David will undertake post-doctoral research in the US at Pittsburgh University’s Department of Anthropology, under the supervision of Prof. Robert M. Hayden. There her research focus will be: Memory Content as a Trade Currency: A Comparative Analysis of National Calendars in Serbia, Croatia, Bosnia – Herzegovina, Israel and Palestine. She completed her PhD under the supervision of Prof. Lev Grinbergand Dr. Jackie Feldman.

Ben-Tov will be going to Duke University where she will research The Role of Audio-Vocal Mirror Neurons in Vocal Learning in Songbirds under the supervision of Prof. Richard Mooney. She completed her PhD under the supervision of Prof. Ronen Segev 

Pilosof will travel to Chicago to work with Prof. Mercedes Pascual of the University of Chicago on diffusion processes in multilayer networks, with applications for the molecular epidemiology and transmission of the malaria parasite Plasmodium falciparum.
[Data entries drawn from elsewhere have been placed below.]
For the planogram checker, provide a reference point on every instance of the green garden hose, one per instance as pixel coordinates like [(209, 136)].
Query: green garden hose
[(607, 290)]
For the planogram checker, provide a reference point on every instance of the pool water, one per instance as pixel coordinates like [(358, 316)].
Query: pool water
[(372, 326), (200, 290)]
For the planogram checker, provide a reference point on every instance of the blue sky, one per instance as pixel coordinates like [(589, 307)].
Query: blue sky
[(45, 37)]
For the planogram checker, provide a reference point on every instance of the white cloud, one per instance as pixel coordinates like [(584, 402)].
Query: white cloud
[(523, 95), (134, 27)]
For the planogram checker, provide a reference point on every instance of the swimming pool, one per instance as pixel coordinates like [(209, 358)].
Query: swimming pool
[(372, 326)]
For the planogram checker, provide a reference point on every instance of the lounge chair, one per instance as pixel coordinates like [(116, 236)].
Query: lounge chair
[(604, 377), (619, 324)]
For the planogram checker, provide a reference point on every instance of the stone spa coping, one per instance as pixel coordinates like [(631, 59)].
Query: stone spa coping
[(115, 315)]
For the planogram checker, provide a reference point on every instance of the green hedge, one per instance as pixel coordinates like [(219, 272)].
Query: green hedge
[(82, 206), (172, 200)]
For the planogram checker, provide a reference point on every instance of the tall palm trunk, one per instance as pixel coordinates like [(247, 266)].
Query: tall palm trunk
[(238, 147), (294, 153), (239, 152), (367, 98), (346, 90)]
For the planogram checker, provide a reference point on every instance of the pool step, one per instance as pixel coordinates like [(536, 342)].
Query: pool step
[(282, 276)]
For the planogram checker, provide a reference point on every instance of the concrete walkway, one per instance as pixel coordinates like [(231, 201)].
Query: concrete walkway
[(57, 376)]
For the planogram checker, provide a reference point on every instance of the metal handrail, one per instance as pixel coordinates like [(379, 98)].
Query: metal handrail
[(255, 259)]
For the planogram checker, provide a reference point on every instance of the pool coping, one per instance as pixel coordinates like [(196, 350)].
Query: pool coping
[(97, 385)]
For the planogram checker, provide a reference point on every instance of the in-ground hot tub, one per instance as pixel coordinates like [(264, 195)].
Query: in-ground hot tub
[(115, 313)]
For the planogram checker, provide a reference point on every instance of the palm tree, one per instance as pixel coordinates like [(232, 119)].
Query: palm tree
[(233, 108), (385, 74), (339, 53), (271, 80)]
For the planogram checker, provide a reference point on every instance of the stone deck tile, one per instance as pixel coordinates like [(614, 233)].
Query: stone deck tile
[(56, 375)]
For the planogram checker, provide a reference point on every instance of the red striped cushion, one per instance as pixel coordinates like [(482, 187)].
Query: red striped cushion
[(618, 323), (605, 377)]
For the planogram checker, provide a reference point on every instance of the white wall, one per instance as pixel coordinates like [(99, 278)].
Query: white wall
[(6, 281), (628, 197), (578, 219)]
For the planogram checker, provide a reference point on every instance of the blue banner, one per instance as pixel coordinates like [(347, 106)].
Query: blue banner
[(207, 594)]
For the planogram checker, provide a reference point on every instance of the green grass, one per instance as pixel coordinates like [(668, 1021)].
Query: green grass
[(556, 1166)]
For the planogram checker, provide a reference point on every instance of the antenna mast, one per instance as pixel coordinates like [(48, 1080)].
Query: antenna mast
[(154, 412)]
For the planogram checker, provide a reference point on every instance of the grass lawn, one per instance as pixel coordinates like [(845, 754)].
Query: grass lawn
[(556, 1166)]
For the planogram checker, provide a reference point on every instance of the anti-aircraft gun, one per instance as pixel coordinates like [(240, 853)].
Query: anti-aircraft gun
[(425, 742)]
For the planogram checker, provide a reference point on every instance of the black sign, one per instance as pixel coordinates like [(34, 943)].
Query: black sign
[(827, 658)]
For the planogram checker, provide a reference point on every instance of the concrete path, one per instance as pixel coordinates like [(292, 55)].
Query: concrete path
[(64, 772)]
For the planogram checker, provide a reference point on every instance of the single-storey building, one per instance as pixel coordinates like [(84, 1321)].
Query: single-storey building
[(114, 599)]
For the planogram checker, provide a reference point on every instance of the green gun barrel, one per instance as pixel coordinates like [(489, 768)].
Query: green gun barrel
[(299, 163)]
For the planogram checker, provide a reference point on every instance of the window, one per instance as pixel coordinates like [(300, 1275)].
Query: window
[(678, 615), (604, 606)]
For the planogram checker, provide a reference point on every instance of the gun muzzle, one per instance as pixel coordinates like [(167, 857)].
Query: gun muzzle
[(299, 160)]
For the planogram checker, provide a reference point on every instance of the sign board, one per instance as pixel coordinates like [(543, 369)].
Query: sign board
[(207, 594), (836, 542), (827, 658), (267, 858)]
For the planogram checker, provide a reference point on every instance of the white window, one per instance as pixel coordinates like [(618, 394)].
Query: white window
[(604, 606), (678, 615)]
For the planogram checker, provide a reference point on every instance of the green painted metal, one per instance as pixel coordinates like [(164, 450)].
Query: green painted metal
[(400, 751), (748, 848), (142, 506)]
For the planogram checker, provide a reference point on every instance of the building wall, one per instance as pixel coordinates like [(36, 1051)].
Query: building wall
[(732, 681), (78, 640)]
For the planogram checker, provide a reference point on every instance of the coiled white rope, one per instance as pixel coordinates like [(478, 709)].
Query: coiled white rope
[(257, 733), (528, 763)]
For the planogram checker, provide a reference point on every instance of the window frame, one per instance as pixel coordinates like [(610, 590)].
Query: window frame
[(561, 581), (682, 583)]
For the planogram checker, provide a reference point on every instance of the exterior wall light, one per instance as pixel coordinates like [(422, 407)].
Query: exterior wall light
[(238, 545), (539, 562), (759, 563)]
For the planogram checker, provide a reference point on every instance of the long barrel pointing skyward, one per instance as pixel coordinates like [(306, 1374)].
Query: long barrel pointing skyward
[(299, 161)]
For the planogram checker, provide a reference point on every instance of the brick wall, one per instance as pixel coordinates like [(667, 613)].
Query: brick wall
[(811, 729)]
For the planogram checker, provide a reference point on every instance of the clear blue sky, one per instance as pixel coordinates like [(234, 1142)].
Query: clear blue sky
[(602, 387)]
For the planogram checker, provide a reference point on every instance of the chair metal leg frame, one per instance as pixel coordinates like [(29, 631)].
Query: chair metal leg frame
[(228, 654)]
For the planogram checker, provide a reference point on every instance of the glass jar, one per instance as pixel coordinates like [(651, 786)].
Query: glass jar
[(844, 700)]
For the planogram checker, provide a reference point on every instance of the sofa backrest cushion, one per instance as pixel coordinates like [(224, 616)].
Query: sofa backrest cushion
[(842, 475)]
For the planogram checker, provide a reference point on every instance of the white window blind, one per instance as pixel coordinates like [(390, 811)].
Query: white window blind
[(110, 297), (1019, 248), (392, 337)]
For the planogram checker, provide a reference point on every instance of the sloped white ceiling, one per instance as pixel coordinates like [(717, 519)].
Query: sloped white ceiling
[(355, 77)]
He did his PhD under the supervision of Prof. Boris Krasnov of the Jacob Blaustein Institutes for Desert Research and Prof. Serge Morand of CNRS in France. Pilosof is also a James S. McDonnell Foundation Post-Doctoral Fellow, one of only ten awarded each year worldwide.  

Both Ben-Tov and Pilosof were featured in this year’s President’s Report as examples of the stellar PhD students studying at BGU.

Two of Prof. Avishai Henik’s doctoral students have received Fulbright scholarships.

Cohen will continue her studies under Prof. Kevin Ochsner of Columbia University in New York where she will investigate Prestimulus Predictors of Emotion Regulation.

Weinbach will be researching The Interplay between Neurocognitive Mechanisms and Clinical Symptoms in Eating Disorders at Stanford University under the supervision of Prof. James Lock.

The Fulbright Program is the flagship international educational exchange program sponsored by the U.S. government and is designed to increase mutual understanding between the people of the United States and the people of other countries. The grant is given jointly by the US and Israel.